Furto in abitazione, fuga nei campi e inseguimento lungo il fiume Mella, fino all’arresto. È successo a Capriano del Colle.

Tutto è iniziato intorno alle 16, quando due individui hanno scavalcato la recinzione di una casa in via Bazoli dopo essere scesi da un furgone Nissan nero fermatosi bruscamente davanti all’immobile.
Alla vista dei Carabinieri, sopraggiunti durante un servizio di controllo del territorio, i due si sono disfatti di alcuni oggetti lanciandoli nel prato e sono risaliti rapidamente sul mezzo, ripartendo nel tentativo di far perdere le proprie tracce.

L’INSEGUIMENTO E L’ARRESTO

Ne è nato un breve inseguimento per le vie del paese, con i militari che hanno intimato l’alt con paletta, lampeggianti e sirene. Giunto in via Garibaldi, dopo circa duecento metri, il furgone ha rallentato in curva e dal portellone laterale sinistro si è lanciato un uomo, che nella fuga ha perso un giubbino nero e uno scaldacollo, e si è diretto nei campi adiacenti la Strada Provinciale IX “Quinzanese”.

Bloccato il veicolo, uno dei Carabinieri – nel frattempo raggiunto da altre pattuglie in supporto – si è messo all’inseguimento del fuggitivo lungo il Mella. Sentendosi braccato, l’uomo ha tentato di attraversare l’acqua per raggiungere la sponda opposta, ma è stato intercettato e immobilizzato dai militari.

Sottoposto a perquisizione personale, è stato trovato in possesso di un paio di guanti da lavoro e di 120 euro in contanti. Parallelamente, altri Carabinieri hanno effettuato un sopralluogo nell’abitazione di via Bazoli, riscontrando lo scasso della porta finestra sul retro.
Il proprietario, assente al momento dei fatti e avvisato da una vicina che aveva notato movimenti sospetti all’interno della casa, ha formalizzato denuncia per il furto di monili in oro e denaro contante.

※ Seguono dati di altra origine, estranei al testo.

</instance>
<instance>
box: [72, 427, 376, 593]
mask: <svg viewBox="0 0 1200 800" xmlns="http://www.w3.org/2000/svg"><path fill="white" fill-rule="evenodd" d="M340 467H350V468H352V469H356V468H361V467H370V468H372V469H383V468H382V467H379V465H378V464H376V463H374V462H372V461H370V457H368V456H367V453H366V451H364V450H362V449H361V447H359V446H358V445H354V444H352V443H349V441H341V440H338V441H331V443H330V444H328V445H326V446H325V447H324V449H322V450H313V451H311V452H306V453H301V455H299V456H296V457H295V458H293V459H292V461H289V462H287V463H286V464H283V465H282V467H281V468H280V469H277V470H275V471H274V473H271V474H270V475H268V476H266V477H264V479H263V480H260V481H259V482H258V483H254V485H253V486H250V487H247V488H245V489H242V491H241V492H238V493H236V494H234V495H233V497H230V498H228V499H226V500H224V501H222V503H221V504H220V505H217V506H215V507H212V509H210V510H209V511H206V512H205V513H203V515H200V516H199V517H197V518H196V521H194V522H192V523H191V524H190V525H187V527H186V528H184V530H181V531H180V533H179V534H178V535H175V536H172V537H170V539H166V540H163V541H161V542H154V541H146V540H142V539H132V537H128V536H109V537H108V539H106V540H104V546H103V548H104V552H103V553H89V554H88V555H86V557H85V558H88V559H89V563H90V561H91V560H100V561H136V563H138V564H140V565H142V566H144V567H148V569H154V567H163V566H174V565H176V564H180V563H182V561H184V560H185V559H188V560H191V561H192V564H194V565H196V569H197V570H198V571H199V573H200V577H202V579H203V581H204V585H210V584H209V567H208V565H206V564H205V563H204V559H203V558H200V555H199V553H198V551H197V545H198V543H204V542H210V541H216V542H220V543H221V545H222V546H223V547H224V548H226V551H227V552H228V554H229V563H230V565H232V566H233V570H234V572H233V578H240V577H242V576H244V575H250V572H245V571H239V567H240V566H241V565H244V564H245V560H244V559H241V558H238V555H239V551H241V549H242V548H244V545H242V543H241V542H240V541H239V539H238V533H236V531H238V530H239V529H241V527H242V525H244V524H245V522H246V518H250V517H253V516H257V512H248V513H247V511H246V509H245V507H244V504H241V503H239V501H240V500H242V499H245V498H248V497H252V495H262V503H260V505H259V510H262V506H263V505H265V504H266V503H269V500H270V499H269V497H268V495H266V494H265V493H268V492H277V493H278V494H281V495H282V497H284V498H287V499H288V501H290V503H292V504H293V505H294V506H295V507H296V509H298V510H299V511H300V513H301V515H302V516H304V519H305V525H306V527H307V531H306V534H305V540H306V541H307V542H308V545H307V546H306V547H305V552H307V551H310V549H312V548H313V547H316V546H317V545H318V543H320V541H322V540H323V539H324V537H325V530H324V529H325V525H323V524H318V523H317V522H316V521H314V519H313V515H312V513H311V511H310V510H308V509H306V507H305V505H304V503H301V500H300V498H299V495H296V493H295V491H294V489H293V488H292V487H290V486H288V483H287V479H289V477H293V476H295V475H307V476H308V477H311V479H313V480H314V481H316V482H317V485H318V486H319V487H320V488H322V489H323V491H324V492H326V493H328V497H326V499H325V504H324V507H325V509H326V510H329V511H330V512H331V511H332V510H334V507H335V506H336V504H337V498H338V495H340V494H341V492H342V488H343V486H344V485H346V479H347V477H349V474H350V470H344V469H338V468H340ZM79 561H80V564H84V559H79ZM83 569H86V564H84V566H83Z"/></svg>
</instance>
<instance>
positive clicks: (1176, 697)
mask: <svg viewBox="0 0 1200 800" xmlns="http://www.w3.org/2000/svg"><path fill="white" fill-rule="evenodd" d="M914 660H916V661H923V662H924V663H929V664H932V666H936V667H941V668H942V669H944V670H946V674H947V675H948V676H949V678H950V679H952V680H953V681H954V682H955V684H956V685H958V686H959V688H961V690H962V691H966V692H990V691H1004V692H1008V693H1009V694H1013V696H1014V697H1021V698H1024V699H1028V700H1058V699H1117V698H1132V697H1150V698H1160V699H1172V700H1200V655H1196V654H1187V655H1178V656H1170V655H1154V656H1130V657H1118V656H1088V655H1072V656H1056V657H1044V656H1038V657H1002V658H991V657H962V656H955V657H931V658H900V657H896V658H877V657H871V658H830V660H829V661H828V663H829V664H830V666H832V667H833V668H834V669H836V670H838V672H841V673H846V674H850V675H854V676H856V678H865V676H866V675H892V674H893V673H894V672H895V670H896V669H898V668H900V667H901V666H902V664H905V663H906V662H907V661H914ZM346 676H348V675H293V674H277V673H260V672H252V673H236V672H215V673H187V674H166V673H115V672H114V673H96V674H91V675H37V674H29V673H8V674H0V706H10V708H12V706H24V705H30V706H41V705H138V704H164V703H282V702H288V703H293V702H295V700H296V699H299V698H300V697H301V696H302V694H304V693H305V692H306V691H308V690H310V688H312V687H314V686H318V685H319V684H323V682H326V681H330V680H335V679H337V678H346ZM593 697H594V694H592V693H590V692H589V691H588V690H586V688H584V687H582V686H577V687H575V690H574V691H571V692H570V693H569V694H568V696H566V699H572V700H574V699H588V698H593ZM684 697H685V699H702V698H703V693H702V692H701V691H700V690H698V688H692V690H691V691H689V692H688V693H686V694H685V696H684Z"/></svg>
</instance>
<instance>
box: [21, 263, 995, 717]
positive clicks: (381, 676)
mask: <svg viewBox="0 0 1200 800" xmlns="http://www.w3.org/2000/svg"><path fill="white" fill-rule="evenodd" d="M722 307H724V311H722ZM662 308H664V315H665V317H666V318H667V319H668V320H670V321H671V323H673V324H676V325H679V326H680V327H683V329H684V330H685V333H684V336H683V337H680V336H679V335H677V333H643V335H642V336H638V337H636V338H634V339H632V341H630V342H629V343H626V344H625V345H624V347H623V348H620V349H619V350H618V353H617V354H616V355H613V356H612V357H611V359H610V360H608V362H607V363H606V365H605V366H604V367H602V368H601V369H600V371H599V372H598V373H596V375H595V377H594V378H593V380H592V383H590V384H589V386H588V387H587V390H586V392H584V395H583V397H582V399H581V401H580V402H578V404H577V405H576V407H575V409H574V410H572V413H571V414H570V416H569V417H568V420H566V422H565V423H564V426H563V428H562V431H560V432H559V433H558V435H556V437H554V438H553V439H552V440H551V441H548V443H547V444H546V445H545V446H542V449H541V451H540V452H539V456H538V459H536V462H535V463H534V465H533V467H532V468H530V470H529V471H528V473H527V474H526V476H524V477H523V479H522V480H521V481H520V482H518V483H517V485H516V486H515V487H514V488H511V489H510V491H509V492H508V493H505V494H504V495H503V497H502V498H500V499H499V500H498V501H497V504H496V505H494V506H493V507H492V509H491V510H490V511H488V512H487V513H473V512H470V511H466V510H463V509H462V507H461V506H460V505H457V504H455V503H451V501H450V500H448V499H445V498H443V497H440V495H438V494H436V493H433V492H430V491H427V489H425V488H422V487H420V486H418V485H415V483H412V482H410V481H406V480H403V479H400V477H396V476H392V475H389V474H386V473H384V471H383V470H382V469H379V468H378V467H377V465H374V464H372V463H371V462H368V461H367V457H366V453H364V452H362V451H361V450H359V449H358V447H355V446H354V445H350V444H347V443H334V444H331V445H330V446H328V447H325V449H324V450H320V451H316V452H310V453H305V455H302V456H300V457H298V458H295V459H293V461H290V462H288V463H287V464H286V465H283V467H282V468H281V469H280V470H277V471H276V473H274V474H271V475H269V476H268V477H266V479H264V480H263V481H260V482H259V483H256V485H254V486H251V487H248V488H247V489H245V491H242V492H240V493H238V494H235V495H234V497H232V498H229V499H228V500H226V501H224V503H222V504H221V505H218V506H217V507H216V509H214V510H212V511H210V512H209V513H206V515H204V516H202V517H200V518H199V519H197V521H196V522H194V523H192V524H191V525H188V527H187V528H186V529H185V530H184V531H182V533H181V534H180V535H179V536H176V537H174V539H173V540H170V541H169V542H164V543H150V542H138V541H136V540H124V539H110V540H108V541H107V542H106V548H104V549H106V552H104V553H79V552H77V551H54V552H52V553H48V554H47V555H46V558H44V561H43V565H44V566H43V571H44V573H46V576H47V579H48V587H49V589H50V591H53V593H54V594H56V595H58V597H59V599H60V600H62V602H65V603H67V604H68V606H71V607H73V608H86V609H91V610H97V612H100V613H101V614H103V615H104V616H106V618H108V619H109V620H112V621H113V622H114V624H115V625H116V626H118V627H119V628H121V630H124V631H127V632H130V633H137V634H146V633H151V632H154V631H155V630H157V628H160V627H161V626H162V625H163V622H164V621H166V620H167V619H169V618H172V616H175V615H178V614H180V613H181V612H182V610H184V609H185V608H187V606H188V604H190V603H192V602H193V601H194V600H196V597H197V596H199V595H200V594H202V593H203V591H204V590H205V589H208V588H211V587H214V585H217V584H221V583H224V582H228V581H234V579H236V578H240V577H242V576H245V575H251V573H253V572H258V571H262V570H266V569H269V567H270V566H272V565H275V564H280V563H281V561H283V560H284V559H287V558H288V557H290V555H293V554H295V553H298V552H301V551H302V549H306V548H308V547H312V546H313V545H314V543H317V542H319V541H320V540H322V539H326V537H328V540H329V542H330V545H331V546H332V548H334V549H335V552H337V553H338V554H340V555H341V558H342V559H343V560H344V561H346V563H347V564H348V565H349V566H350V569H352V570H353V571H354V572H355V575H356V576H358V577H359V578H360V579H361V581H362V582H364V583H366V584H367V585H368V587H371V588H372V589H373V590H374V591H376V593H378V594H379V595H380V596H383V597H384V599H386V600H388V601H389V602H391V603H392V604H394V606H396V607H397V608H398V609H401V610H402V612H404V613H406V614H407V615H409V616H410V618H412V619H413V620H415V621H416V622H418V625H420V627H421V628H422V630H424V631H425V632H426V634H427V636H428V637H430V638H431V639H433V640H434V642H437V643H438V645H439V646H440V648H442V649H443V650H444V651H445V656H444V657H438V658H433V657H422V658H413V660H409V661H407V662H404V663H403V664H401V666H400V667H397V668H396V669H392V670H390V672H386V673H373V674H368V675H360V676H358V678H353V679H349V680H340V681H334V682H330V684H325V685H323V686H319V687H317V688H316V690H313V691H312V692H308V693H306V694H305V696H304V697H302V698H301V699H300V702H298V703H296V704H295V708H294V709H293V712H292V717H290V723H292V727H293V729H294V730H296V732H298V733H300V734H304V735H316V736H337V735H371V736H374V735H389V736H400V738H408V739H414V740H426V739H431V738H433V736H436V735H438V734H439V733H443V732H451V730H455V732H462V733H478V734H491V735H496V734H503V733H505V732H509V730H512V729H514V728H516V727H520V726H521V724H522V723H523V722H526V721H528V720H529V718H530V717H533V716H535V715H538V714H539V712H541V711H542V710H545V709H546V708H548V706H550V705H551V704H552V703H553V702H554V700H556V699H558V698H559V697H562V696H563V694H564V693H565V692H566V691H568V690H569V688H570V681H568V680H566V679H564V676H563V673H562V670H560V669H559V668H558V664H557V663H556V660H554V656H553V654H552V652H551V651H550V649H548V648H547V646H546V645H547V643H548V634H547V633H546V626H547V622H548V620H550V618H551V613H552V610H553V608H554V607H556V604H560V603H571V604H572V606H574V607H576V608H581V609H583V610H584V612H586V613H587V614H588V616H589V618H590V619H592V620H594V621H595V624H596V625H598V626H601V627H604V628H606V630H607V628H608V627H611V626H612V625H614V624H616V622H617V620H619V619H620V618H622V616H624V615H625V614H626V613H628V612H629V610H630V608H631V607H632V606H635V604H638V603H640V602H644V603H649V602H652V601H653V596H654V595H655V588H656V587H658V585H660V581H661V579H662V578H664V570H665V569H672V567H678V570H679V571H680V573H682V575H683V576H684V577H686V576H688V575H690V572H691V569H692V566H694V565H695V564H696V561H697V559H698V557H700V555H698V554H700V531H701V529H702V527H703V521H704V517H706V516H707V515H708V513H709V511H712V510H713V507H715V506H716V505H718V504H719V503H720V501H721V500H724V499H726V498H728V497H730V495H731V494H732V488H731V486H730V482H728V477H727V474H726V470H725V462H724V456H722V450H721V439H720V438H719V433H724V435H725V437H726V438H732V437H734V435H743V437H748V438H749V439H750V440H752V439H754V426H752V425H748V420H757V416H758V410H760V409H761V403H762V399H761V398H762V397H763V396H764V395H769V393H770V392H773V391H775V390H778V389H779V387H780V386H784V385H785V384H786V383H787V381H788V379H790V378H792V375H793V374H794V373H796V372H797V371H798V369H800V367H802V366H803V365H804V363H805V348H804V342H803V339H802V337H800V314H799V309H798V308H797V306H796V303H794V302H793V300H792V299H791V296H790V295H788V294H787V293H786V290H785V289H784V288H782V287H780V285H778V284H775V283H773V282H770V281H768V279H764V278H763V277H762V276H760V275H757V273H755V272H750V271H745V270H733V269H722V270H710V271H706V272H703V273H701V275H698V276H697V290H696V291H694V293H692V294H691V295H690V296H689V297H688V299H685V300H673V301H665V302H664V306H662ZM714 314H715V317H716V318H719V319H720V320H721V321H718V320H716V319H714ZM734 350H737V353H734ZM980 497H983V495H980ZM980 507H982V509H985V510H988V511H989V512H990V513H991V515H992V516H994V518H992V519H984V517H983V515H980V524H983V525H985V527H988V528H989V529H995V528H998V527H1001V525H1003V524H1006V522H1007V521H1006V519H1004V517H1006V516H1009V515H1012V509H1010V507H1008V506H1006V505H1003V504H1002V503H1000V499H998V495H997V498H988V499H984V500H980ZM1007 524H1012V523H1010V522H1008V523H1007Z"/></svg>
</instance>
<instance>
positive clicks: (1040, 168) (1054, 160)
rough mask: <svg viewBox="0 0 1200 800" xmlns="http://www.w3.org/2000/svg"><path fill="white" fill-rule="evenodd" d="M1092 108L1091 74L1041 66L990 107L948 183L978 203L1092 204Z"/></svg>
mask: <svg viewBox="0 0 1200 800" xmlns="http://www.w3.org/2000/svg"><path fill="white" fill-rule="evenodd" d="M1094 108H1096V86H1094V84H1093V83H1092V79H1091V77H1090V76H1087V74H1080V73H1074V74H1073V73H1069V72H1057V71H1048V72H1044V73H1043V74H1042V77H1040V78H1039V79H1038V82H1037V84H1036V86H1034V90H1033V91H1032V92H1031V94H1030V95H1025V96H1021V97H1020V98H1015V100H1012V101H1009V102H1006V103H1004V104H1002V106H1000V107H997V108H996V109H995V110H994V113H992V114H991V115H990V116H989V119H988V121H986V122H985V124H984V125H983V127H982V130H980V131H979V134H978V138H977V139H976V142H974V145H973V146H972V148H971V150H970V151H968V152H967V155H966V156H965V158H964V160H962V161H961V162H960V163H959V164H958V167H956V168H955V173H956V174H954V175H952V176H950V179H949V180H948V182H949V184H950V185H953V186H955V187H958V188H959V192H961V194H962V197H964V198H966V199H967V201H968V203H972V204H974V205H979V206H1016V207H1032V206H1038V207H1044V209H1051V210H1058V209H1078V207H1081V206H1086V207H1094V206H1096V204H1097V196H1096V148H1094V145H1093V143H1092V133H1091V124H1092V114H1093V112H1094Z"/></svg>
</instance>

IL PROCESSO E L’ARRESTO CON DETENZIONE IN CARCERE

L’uomo, anche in violazione delle leggi sull’immigrazione, è stato arrestato per furto aggravato in abitazione, false dichiarazioni sull’identità personale e porto abusivo di oggetti atti ad offendere.

Questa mattina, l’udienza di convalida in Tribunale a Brescia. Il Giudice ha convalidato l’arresto e disposto la custodia cautelare in carcere.